恋する妹はせつなくてお兄ちゃんの匂いが臭いことに気づかないの

エロゲ界隈では「妹が洗濯前のお兄ちゃんの服をこっそり手に入れて、その匂いでオナニーしてしまう」というシチュエーションがよく出てきます。
■エロゲの「お兄ちゃんの匂いで欲情してしまう妹」について科学的に考えてみた
http://d.hatena.ne.jp/efemeral/20100616/1276697682

あー、あるあるそういうシチュ! と思ったけどよく考えたら、匂いをかいで興奮くらいならしょっちゅうありますけど、オナニーまでするのってそこまで多くないような気がする……や、抜きゲー方面は全然やらないんで、そっちでは日常的出来事なのかもしれませんが。まあエロゲにおいては、興奮するのとオナニーするの間に差なんてあってないようなものなので(実際、エロゲではヒロインのオナニーなんて興奮や生々しさの”表象”でしかない)あまり変わりませんが。


しかしこの結論部には少し反論しなければならないでしょう。

兄弟姉妹は似たような遺伝子の組み合わせになり、また同時に似たような体臭になります。そして女性に父親や兄弟の体臭を嗅がせる実験をすると、驚くほど強い拒否反応を示したとの事です。

であるからこそ、

どうやら科学的には「お兄ちゃん臭い、近づかないで」が正しい妹の反応であり(中略)
よって、「お兄ちゃんの匂いで欲情してしまう妹」とは、
・血が繋がっていない
・男性の匂いを嗅ぎ分ける機能に異常がある
のどちらかである。という事になります。

という結論なのでしょうが、しかしそれは科学至上主義的すぎるのではないでしょうか。というかむしろ、だからこそ凄いシチュなのではないでしょうか。 妹にとっておにいちゃんの匂いは臭いとか、拒否反応を起こすといっても、それは生死に関わる絶対克服不可能なものではないでしょう*1。科学的に「嫌い」「苦手」と判定されただけであり、たとえば納豆のにおいが嫌だとか、高い所が怖いとかと同じく、克服可能な障壁じゃないでしょうか。
よーするにですよ、この妹さんが現実に本来お兄ちゃんにかぐ匂いは、科学的には、臭い匂いの筈なんです。なのに臭くない。あるいは、臭さに関わらず興奮してしまう。「お兄ちゃんの匂い……はぅ〜」となってしまう。
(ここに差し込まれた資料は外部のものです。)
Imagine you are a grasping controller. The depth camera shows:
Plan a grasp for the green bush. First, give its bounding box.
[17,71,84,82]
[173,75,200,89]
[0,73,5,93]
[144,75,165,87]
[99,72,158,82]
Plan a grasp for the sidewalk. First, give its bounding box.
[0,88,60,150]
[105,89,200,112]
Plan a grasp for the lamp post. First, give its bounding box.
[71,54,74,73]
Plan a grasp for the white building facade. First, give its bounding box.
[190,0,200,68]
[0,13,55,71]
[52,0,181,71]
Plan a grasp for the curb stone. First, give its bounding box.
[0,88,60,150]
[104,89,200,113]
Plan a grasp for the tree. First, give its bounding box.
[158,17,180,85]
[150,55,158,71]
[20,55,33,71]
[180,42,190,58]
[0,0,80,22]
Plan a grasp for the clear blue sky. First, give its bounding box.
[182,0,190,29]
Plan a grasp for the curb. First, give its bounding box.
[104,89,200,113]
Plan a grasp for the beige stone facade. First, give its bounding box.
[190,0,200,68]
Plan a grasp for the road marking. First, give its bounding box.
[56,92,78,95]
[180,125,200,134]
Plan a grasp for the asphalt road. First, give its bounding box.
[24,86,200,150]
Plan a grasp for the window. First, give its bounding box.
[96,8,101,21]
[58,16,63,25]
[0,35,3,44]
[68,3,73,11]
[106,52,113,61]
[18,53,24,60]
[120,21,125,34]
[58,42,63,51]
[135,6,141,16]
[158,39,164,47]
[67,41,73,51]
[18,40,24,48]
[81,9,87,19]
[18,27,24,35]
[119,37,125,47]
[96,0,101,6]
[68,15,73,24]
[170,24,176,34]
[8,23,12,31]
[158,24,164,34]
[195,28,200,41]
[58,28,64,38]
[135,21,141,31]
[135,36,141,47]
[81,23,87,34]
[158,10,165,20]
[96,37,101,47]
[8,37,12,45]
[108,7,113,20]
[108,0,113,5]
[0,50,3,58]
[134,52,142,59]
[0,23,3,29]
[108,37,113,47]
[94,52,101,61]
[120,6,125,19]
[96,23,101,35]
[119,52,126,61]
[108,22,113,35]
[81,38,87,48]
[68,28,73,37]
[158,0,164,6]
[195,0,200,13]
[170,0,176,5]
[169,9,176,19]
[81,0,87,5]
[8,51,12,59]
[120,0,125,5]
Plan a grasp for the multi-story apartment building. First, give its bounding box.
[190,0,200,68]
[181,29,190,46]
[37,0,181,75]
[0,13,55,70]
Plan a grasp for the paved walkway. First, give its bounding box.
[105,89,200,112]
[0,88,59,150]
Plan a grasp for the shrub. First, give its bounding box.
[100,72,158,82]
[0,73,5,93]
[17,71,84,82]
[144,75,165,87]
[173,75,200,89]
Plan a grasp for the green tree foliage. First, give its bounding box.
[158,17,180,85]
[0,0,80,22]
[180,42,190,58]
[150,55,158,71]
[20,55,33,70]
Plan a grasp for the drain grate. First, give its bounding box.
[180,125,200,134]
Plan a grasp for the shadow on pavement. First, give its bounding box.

これは要するに、単純に、そんだけ好きだっていう話ではないでしょうか。本来なら○○の筈なのに、それを覆し××にしてしまうほど好きだ。恋は盲目、あばたもエクボというように、好きだからこそ幻想のカーテンがそこに作用する。そこに在るもの「以上のモノ」「以外のモノ」を見せてくれる幻想。精神分析だったらアガルマとか言うべきものでしょう。たとえば、「百年の恋も一気にさめる」という言葉がありますが、これは逆に、"それまでの恋が如何に幻想に支えられてきたか"ということの証左でもあるでしょう。本当はこんな簡単に醒める、醒めてしまうような恋なのに(恋とはそういうものなのに)、しかし「さめる要因」足る現実を隠し、「百年の恋」を構築するような幻想がそこにはある。
――つまりこれも同じです。本来は臭いけれど、それを覆い隠すほどの幻想が生まれている。それは、つまり、それだけ好きだってことではないでしょうか。

結論

ということで、この科学的見地を付け加えることにより、我われはむしろより興奮できる手段を手に入れたのではないでしょうか。臭いはずのお兄ちゃんの匂いに興奮する妹は、義妹だから科学的見地からの嫌悪感を感じない=臭くないのではなく、鼻が詰まってるから匂いが嗅げないのでもない、臭さを百年の恋のような幻想で塗りつぶしてしまえるほどにお兄ちゃんが好きだから、通常なら臭い匂いも(恋は盲目ならぬ盲嗅的に)臭くない。あるいは、オナニーできる心地よい臭さに幻想が還元してくれているのかもしれません。
―――恋は科学にもDNAにも負けるわけがないのでして、だからこそ、恋の勝利の実現が見れるこういうシチュにこそ、我われはより驚きと興奮を得られるのではないでしょうか。

*1:また近親相姦の禁止というのが、絶対道徳に備わる超越的な禁止項や人間本来に備わる超越論的な禁止項ではなく、如何に文化・社会により規定されてきたことであるかという面にも疑義を差し込める余地はあるでしょう。